For the third year in a row, the December issue cover story reviews the best and biggest stories of the year. Graphic designer Rebecca Arnn put together a luxurious-looking cover using her studio shot of an elegantly packaged bottle of Inniskillin ice wine, which symbolizes the biggest deal of the year. We chose “2016: Year of the Deal,” as the main cover headline because it truly was a year dominated by high-priced mergers and acquisitions activity in the industry.
Senior editor Andrew Adams wrote the “year of the deal” piece on pages 30-31 based on several writers’ contributions throughout the year. The Inniskillin bottle represents the divestiture by Constellation Brands of all its Canadian wine holdings for $1.03 billion (Canadian). Inniskillin is likely the Constellation Canadian property with the highest profile in terms of brand recognition and prestige. The 40th anniversary bottle in the photograph has a retail price tag of $500.
All other “best-of” items were researched and written by Adams, managing editor Kate Lavin and myself. For a little background about us, we are all news reporting veterans who learned good old-fashioned journalism techniques and ethics in college, spent numerous years each writing for daily newspapers and other publications, and have found a good home at Wines & Vines in the past 10 years. Together we have 60-plus years of journalism experience, and a majority of those years were spent covering wine.

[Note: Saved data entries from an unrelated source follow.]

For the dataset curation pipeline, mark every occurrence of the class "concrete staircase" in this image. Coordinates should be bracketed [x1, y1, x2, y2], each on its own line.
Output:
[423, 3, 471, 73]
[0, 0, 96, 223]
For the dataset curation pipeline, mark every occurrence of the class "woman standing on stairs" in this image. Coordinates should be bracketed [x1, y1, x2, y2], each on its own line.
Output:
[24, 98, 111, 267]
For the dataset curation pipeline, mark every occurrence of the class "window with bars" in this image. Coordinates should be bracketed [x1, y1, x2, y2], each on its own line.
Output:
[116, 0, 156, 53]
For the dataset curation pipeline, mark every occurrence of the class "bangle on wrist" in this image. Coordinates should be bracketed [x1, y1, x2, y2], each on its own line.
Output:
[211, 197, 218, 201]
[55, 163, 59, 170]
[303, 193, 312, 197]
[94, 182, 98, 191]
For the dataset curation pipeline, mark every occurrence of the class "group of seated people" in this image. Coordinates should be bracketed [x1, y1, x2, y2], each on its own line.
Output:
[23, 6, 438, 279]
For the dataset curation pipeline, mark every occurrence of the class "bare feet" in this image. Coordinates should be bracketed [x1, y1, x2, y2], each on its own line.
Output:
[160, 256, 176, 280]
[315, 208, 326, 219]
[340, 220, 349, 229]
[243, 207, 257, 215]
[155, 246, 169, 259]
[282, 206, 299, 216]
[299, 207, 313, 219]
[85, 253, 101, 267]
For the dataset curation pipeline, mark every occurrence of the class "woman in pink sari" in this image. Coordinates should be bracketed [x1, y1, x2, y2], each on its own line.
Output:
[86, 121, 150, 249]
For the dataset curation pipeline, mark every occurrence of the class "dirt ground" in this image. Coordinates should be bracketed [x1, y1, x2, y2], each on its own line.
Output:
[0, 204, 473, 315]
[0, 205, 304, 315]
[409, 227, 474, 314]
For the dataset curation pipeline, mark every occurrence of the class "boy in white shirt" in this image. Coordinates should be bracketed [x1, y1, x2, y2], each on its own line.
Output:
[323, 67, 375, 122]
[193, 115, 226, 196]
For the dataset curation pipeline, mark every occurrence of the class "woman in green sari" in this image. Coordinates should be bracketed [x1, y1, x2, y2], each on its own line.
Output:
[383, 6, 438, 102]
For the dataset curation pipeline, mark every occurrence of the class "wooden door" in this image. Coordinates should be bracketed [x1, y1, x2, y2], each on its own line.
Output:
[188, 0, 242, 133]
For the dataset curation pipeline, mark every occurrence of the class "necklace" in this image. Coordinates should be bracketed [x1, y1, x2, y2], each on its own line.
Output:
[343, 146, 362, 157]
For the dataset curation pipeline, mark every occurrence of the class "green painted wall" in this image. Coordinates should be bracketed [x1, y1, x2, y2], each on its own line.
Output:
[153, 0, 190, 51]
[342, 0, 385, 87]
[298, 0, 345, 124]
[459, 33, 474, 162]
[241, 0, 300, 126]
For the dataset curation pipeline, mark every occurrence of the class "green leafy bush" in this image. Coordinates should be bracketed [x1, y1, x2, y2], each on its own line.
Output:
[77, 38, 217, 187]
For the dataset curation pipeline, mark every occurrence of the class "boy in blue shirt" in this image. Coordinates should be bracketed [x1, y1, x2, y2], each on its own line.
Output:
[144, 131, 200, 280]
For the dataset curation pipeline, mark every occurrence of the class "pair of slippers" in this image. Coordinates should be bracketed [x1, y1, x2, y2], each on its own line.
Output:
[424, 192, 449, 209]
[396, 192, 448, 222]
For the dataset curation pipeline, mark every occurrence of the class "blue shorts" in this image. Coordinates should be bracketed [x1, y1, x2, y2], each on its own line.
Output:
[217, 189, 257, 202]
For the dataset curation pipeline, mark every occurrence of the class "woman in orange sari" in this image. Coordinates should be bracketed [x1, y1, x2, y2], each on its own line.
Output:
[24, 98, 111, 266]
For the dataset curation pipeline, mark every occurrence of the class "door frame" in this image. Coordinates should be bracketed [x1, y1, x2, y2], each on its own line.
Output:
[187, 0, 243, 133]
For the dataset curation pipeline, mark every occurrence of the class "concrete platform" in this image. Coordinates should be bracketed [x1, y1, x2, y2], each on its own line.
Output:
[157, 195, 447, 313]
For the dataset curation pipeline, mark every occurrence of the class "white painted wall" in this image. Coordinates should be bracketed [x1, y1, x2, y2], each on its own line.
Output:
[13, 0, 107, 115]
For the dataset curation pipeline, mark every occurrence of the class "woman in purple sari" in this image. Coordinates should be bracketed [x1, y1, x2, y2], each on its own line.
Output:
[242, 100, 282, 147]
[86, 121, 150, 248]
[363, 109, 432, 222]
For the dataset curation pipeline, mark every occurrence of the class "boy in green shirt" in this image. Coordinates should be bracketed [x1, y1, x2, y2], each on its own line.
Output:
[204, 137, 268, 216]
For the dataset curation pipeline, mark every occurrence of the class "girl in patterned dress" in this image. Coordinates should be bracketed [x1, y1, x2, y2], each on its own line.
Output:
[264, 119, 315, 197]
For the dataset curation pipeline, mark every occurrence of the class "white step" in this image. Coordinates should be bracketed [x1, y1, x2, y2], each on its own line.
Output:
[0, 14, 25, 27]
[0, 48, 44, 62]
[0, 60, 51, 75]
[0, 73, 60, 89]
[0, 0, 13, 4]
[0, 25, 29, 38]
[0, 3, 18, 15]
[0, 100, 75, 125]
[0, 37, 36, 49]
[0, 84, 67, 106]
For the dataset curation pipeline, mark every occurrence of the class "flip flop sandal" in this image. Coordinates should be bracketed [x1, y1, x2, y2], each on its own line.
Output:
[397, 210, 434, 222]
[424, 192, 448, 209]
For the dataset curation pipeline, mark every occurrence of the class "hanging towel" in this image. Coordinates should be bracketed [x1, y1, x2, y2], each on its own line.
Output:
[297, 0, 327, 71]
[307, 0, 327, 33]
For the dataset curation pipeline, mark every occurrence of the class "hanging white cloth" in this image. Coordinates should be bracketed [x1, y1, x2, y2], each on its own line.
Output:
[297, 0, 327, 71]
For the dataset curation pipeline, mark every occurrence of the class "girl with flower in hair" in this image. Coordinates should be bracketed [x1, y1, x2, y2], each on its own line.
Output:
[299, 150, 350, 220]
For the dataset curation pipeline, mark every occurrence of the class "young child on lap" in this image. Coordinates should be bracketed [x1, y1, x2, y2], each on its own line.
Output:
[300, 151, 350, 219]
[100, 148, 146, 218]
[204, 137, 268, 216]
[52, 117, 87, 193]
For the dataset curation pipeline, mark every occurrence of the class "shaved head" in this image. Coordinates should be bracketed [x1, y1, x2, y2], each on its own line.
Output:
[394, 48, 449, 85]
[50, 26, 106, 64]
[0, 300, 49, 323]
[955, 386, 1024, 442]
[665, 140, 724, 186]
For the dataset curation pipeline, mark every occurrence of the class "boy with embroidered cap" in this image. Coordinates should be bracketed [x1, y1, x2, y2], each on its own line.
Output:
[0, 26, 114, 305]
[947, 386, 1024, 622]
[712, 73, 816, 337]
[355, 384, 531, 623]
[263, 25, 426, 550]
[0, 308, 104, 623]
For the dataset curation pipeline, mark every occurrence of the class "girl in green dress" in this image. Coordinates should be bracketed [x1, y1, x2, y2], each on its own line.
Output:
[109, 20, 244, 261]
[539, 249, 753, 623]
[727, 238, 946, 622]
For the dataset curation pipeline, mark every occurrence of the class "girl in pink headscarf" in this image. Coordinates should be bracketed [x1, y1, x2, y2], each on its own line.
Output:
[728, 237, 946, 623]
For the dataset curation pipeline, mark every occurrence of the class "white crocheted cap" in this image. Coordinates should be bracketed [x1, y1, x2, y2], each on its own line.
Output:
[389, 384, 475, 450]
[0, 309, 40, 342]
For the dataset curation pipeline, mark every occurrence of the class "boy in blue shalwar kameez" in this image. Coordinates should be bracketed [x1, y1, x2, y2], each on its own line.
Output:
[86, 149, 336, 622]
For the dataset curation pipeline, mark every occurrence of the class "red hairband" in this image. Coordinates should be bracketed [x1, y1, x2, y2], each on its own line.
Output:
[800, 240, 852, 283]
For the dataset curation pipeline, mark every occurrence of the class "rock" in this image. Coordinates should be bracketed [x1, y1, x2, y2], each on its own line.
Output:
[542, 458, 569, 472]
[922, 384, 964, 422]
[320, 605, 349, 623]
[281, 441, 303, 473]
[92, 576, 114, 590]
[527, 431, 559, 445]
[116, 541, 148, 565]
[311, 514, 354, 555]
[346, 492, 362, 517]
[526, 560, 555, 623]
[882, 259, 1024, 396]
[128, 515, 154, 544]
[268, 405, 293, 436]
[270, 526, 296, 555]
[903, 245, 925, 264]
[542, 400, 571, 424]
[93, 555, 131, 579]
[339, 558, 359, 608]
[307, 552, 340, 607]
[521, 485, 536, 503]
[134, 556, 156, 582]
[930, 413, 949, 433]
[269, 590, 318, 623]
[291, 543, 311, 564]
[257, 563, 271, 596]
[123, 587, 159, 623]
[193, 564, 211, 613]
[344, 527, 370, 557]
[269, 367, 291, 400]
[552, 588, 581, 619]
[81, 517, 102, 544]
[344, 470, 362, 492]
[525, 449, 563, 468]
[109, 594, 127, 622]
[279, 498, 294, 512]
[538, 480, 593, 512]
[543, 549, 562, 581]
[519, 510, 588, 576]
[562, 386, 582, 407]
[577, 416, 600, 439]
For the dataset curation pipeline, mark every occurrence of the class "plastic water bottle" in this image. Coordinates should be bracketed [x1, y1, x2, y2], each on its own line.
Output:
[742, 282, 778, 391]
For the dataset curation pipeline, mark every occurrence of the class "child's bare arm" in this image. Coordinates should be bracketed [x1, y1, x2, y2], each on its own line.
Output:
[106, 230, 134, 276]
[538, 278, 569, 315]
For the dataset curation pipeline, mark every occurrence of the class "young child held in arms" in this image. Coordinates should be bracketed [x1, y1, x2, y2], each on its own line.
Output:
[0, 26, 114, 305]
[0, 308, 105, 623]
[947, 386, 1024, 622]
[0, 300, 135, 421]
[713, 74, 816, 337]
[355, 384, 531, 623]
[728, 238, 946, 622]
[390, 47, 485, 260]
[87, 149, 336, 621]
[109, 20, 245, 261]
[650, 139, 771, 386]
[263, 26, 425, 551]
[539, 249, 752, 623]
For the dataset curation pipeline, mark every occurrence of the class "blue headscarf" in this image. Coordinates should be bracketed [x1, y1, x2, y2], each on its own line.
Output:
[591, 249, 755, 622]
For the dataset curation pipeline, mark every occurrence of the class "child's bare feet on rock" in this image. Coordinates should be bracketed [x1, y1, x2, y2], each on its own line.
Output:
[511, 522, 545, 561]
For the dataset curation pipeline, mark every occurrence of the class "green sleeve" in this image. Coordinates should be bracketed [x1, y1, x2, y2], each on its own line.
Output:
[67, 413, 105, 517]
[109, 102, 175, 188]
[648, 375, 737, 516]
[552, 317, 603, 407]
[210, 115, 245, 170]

We enjoyed poring over the piles of data we collected and the more than 250 individual, original news stories that we and other contributors wrote for Wines & Vines throughout the year, in order to select the most interesting and outstanding items. We hope you enjoy reading the report as much as we did writing it, and we would love to hear your feedback about it. Please feel free to email me with comments at jim@winesandvines.com.
Elsewhere in the issue you’ll find articles spanning the whole cycle of grape and wine production—everything from planting vineyards with “big vines” to save money and time (page 26) to how oxygen affects wine years after it’s been bottled (page 56). The oxygen theme continues in an article about research done at Ohio wineries on how much oxygen is entering their wines during bottling (page 74).
Also worth noting is Northwest correspondent Peter Mitham’s Technical Spotlight about an ambitious new Pinot Noir estate in Oregon named Domaine Roy (page 64), a look at where barrel prices may go in 2017 (page 52), and a preview of the educational sessions slated for the wine industry’s biggest gathering of the year, the Unified Wine & Grape Symposium (page 42), which takes place Jan. 24-26.
It’s been a pleasure to serve you in 2016 with the best news, data, scientific findings and practical advice that our team could provide. We hope to hear from you frequently and see you soon, most likely at the Unified Symposium in Sacramento, Calif. Best wishes from all of us at Wines & Vines.